When we've talked about this before, one of the things our experts emphasized was the importance of storing water. Southern California takes the majority of its water from faraway resources, so in the event of a major disaster, the area would likely be cut off from its water source.

Because April is earthquake preparedness month, we thought we'd turn to an expert on what to do in an emergency -- someone's who's all about preparing for the worst-case scenario.

Christopher Nyerges has been teaching survival preparedness in L.A. for over 40 years. Whether it's the big one, or if you just want to get ready in case there's another drought, Nyerges has a few tips on how to improve and store up your own water supply.

Storing water 101

Pro-tip: Christopher recommends using the plastic containers that house carbonated water. "I specifically save those because those will last up to five or six years before springing a leak," he says.

Debunking an old myth: "People used to suggest adding chlorine to your water if you're going to store water if you're worried about an earthquake," said Nyerges, "You already have it in your tap water." The only reason you'd add chlorine because it might develop algae in a few years time. It's not toxic, it's just a natural occurrence.
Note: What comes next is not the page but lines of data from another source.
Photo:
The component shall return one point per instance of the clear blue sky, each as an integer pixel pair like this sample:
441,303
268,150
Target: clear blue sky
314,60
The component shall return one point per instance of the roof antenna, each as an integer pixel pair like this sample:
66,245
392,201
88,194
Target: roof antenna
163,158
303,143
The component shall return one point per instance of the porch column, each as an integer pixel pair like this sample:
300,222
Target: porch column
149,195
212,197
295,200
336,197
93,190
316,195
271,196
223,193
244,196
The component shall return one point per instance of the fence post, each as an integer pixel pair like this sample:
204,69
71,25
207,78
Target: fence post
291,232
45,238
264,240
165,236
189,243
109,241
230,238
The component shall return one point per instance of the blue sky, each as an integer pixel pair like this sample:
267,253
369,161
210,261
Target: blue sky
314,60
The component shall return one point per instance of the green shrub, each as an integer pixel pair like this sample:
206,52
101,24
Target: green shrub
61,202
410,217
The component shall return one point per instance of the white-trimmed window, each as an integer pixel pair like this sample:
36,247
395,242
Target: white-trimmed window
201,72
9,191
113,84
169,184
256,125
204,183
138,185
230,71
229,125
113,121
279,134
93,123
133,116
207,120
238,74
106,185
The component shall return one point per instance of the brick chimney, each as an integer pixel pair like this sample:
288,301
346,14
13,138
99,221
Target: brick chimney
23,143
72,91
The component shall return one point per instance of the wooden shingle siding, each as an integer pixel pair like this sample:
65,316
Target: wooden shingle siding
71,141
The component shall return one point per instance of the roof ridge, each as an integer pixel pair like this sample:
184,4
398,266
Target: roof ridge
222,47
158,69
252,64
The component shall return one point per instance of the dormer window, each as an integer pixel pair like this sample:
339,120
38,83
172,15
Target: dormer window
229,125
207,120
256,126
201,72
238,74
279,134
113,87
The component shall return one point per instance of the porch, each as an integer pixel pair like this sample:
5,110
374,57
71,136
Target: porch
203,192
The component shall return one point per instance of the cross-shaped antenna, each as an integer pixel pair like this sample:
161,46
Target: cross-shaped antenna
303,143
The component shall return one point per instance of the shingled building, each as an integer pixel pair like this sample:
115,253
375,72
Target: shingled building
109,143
Take control as an individual

Litmus test—Nyerges also recommends testing the acidity of rain collected, especially if you plan to use it for drinking. However, if it's strictly for the yard it doesn't matter.

Pro-tip: When it comes to collecting rainwater, Nyergest has often encouraged people to paint their roofs white. "There's a liquid rubber product that building supply places sell. It's for RV's, typically to make it cooler..."

When using this product, the rainwater slides off the rubber roof and doesn't collect the grime and dirt one may get on regular types of roofs.